26 Corona-Fälle im St.-Augustinus-Altenzentrum
Kreis Steinfurt ordnet Besuchsverbot an

Nordwalde -

Im St.-Augustinus-Altenzentrum sind 26 Personen mit Corona infiziert, jeweils 13 Bewohner und Mitarbeiter. Zwei Menschen sind an und mit dem Coronavirus verstorben. Der Kreis Steinfurt hat ein Besuchsverbot angeordnet, das ab sofort gilt.

Mittwoch, 23.12.2020, 17:33 Uhr aktualisiert: 23.12.2020, 20:07 Uhr
26 Corona-Fälle im St.-Augustinus-Altenzentrum: Kreis Steinfurt ordnet Besuchsverbot an
Im St.-Augustinus-Altenzentrum gibt es derzeit 26 Corona-Fälle. Foto: msc

Die Corona-Situation in Nordwalde verschärft sich weiter. Die Zahl der Infizierten ist auf 50 Personen gestiegen und hat damit einen neuen Höchststand erreicht. „Für Nordwalde ist das zu viel“, sagt Ordnungsamtsleiterin Dagmar Hilgenbrink. Die Zahl gehe überwiegend auf die Corona-Infektionen im St.-Augustinus-Altenzentrum zurück. Daneben gebe es derzeit keine weiteren Hotspots im Ort.
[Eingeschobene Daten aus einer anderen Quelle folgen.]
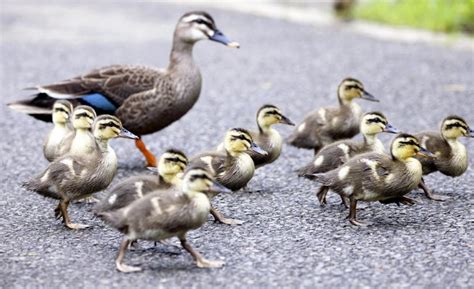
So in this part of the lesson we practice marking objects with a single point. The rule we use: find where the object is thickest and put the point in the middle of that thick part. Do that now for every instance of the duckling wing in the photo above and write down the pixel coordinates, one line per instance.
(215, 161)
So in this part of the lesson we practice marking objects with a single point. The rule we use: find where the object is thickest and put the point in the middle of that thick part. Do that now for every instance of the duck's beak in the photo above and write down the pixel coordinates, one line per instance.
(221, 38)
(425, 153)
(126, 134)
(258, 149)
(285, 120)
(368, 96)
(218, 188)
(391, 129)
(152, 169)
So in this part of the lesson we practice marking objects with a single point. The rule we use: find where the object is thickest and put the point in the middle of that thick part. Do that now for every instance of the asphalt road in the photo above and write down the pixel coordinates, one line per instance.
(287, 240)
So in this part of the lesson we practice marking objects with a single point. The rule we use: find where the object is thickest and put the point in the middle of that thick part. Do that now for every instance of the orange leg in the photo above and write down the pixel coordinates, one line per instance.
(150, 158)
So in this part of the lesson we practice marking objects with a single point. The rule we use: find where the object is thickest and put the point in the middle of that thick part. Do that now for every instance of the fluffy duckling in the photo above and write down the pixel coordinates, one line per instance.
(336, 154)
(378, 176)
(451, 155)
(268, 138)
(233, 168)
(162, 215)
(81, 142)
(327, 125)
(62, 110)
(171, 166)
(73, 177)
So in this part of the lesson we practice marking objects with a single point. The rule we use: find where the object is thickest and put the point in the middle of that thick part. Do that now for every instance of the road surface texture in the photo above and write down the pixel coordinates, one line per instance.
(288, 240)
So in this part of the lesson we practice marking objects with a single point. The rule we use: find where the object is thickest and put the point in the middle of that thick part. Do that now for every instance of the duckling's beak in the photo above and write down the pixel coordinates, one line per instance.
(258, 149)
(368, 96)
(390, 129)
(218, 188)
(126, 134)
(285, 120)
(221, 38)
(425, 153)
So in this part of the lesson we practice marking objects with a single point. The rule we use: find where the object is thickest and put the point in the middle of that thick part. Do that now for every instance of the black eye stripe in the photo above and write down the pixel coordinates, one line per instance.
(84, 114)
(201, 176)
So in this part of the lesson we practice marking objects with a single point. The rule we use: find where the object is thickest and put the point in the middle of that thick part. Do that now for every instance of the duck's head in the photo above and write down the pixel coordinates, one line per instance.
(351, 88)
(454, 127)
(373, 123)
(199, 25)
(197, 179)
(83, 116)
(108, 126)
(172, 162)
(239, 140)
(269, 115)
(405, 146)
(62, 110)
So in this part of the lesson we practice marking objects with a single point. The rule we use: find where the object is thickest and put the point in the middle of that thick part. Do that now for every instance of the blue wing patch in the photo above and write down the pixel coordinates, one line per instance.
(99, 101)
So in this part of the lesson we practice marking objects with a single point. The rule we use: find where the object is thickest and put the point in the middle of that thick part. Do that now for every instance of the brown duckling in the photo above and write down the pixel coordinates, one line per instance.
(165, 214)
(451, 155)
(171, 166)
(73, 177)
(336, 154)
(327, 125)
(378, 176)
(62, 110)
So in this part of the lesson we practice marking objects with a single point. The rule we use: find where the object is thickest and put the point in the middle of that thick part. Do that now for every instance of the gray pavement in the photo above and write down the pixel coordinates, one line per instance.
(288, 241)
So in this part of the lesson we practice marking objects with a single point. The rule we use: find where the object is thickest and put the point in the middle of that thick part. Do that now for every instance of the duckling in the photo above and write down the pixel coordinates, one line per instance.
(162, 215)
(146, 99)
(451, 155)
(81, 142)
(378, 176)
(171, 166)
(327, 125)
(267, 138)
(336, 154)
(62, 110)
(72, 177)
(233, 168)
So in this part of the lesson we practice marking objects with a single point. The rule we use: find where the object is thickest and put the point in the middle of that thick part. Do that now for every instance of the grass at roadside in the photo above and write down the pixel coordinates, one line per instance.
(436, 15)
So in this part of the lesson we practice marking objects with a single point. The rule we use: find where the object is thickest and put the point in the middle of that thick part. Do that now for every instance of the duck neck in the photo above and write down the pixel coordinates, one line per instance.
(181, 55)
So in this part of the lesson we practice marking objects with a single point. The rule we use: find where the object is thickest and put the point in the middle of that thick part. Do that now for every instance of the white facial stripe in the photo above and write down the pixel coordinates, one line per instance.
(193, 17)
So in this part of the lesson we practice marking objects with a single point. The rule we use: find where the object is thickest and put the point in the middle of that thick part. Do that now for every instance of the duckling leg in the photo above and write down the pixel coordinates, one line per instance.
(430, 194)
(219, 217)
(321, 194)
(63, 204)
(352, 214)
(150, 158)
(201, 262)
(119, 261)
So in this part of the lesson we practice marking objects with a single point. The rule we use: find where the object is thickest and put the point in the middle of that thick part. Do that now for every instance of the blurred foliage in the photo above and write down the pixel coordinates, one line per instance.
(436, 15)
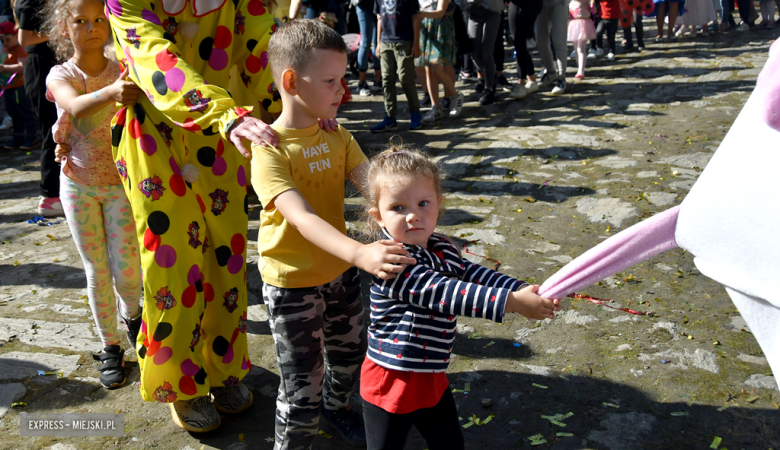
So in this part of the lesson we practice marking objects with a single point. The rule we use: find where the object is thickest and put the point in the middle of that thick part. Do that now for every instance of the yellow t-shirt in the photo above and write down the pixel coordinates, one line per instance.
(316, 163)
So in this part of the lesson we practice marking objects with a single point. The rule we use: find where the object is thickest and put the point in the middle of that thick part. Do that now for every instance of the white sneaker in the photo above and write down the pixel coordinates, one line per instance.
(518, 92)
(433, 115)
(456, 105)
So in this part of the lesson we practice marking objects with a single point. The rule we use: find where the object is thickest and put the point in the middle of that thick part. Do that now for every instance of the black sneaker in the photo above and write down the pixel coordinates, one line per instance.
(348, 424)
(111, 368)
(426, 101)
(132, 326)
(487, 98)
(480, 86)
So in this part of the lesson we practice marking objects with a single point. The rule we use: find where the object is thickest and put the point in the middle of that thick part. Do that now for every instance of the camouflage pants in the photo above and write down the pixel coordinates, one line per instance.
(320, 345)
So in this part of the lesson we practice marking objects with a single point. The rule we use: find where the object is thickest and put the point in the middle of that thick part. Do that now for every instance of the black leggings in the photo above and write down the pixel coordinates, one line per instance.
(610, 26)
(439, 426)
(522, 16)
(639, 32)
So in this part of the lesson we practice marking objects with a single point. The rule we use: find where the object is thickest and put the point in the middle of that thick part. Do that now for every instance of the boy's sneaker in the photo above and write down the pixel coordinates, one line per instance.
(112, 366)
(387, 124)
(487, 98)
(197, 415)
(480, 86)
(560, 87)
(546, 80)
(502, 82)
(434, 114)
(416, 122)
(29, 145)
(132, 326)
(232, 399)
(518, 92)
(348, 424)
(426, 101)
(364, 90)
(50, 207)
(456, 105)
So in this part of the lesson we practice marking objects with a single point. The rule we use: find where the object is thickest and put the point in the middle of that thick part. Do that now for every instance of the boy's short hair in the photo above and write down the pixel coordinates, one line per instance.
(293, 44)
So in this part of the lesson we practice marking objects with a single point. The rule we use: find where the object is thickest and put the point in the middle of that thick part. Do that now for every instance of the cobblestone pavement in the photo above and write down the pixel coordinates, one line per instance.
(535, 182)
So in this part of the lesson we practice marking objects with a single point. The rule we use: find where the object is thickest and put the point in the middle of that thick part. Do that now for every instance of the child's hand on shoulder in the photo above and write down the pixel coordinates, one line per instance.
(527, 302)
(383, 259)
(125, 91)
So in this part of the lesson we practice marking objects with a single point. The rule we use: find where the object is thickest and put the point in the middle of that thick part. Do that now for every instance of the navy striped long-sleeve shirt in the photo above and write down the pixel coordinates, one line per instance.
(413, 316)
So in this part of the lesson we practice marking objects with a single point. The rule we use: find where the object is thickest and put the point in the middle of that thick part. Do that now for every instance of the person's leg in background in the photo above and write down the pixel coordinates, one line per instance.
(35, 72)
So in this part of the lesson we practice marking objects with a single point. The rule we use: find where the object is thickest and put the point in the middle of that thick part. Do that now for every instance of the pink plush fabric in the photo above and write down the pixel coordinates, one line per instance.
(768, 85)
(637, 243)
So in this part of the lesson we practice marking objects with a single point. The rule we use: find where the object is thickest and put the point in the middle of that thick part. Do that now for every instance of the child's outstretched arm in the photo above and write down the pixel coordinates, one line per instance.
(81, 106)
(383, 258)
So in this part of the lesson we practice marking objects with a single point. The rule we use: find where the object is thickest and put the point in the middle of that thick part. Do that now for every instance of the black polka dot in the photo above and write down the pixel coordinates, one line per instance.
(205, 48)
(220, 345)
(140, 113)
(158, 79)
(158, 222)
(223, 254)
(207, 156)
(116, 134)
(200, 377)
(162, 331)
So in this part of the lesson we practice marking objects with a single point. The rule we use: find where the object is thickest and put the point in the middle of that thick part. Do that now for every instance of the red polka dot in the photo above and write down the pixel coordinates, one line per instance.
(256, 7)
(208, 292)
(134, 129)
(151, 240)
(200, 202)
(177, 185)
(189, 296)
(166, 60)
(187, 386)
(121, 116)
(190, 125)
(237, 243)
(253, 64)
(223, 37)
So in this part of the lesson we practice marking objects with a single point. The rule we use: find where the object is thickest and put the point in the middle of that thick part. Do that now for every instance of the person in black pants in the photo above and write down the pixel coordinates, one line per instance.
(40, 60)
(522, 16)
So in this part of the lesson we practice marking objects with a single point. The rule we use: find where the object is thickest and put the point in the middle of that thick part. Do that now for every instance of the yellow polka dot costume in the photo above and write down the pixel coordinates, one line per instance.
(202, 64)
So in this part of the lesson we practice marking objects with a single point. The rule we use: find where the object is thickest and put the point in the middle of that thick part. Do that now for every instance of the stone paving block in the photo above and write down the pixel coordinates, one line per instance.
(20, 365)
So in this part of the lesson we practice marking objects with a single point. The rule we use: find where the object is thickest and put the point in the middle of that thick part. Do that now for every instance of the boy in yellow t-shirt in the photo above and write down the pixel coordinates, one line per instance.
(311, 285)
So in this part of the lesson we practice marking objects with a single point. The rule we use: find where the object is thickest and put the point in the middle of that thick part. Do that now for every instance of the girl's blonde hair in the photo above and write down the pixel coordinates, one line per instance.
(398, 161)
(55, 11)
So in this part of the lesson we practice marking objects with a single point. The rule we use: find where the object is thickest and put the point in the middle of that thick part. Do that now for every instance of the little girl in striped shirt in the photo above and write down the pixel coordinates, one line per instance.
(413, 316)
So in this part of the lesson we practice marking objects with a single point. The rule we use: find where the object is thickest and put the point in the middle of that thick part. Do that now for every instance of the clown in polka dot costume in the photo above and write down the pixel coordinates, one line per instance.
(202, 65)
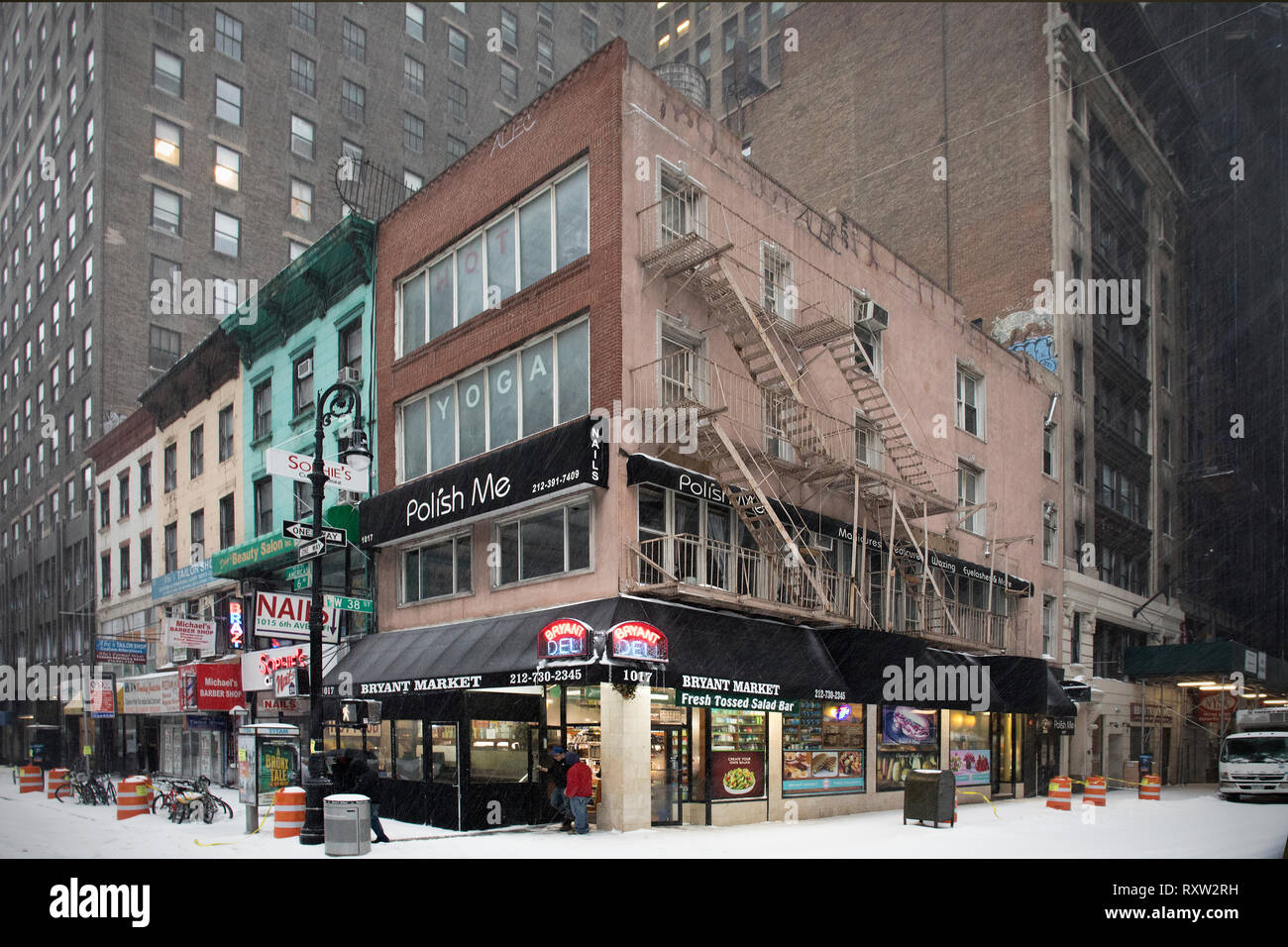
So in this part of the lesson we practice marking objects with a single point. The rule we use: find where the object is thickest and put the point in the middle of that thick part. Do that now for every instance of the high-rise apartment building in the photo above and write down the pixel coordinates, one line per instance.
(1014, 153)
(198, 145)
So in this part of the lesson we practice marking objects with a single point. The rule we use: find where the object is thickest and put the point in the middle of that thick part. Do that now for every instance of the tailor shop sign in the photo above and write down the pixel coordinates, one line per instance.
(571, 455)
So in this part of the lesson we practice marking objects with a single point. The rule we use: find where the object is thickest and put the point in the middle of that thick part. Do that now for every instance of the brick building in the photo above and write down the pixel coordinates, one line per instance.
(198, 142)
(997, 147)
(612, 257)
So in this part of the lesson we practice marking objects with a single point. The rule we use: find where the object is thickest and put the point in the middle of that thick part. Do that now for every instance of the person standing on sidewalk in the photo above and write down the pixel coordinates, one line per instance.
(558, 772)
(578, 789)
(365, 784)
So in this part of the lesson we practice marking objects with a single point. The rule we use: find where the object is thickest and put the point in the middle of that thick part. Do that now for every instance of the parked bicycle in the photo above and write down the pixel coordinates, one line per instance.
(185, 800)
(88, 789)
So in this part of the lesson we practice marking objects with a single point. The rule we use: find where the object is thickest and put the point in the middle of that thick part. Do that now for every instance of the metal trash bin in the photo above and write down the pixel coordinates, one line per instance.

Im Altenzentrum sind 26 Personen mit dem Coronavirus infiziert, davon jeweils 13 Bewohnerinnen und Bewohner sowie Mitarbeiterinnen und Mitarbeiter. Drei erkrankte Bewohner sind ins Krankenhaus eingeliefert worden, zwei weitere sind derweil wieder gesundet. Ein Bewohner ist am und ein Bewohner mit Coronavirus im Krankenhaus gestorben. Das war der Stand am Mittwochnachmittag, über den Geschäftsführerin Dr. Susanne Sünderkamp informierte. Am Mittwochmorgen hat das Gesundheitsamt erneut Flächentests durchgeführt.

Aufnahmestopp bis 2. Januar

Zudem hat der Kreis Steinfurt ab sofort einen Aufnahmestopp und ein Besuchsverbot bis zum 2. Januar angeordnet. „Das ist sehr bedauerlich, aber wir unterstützen diese Vorgabe“, sagte Sünderkamp. Wer über die Weihnachtstage Kontakt zu Angehörigen aufnehmen möchte, die nicht selbst telefonieren können, kann sich an den Empfang unter Telefon 0 25 73 / 89 0 wenden.

Wenn Bewohner erkranken, ziehen sie in den Isolierbereich im Haus um. Von den 13 infizierten Mitarbeitern ist keiner im Dienst. Die Arbeit werde auf alle Schultern verteilt, sagte Sünderkamp: „Danke an alle Mitarbeiter, die sich stark engagieren.“ Einige würden Mehrarbeit machen, andere in anderen Bereichen eingesetzt. Für den Ernstfall stehen auch Mitarbeiter aus den beiden Einrichtungen in Greven und Reckenfeld bereit.

Die Bewohner, die negativ getestet wurden, halten sich viel in ihren eigenen Zimmern auf. Es gebe aber auch musikalische Unterhaltung und Weihnachtsgeschenke. Es soll aber vermieden werden, dass Bewohner andere Bereiche betreten.